Haberler |
1959’DAN 2009’A 50 YILLIK UZUN BİR YOLUCULUK |
Türkiye’nin 31 Temmuz 1959’da AET’ye yaptığı ortaklık başvurusunun 50. yılı olması dolayısıyla bir değerlendirme yapan İktisadi Kalkınma Vakfı (İKV) Başkanı Prof. Dr. Haluk Kabaalioğlu, Türkiye’nin, AB ile resmî ilişkileri en eskiye giden aday ülke olduğunu söyledi.

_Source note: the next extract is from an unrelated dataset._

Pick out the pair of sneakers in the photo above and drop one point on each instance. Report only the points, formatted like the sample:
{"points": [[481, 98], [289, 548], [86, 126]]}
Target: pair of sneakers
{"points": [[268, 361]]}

Kabaalioğlu, “Zamanın hükümeti ve dışişleri bakanı Fatin Rüştü Zorlu’nun büyük bir uzak görüşlülük örneği sergileyerek temellerini attığı AB süreci Türkiye için önemini korumaktadır’’ dedi. MÜZAKERE SÜRECİ RAYINDAN ÇIKMAMALI
AB sürecinin toplumsal bir seferberlik gerektirdiğini vurgulayan Kabaalioğlu, bunun hükümetin yanında, muhalefet partilerinin, devlet kurumlarının ve sivil toplumun da desteği ile ilerleyebilecek bir süreç olduğunu söyledi. Kabaalioğlu, ‘’Bu nedenle tüm kurum ve kuruluşlarıyla Türkiye’nin bu hedefin gereklerini yerine getirmesi ve sürecin takipçisi olması büyük önem taşımaktadır. İçinde bulunduğumuz müzakere sürecinin rayından çıkmamasına çalışmalıyız” dedi.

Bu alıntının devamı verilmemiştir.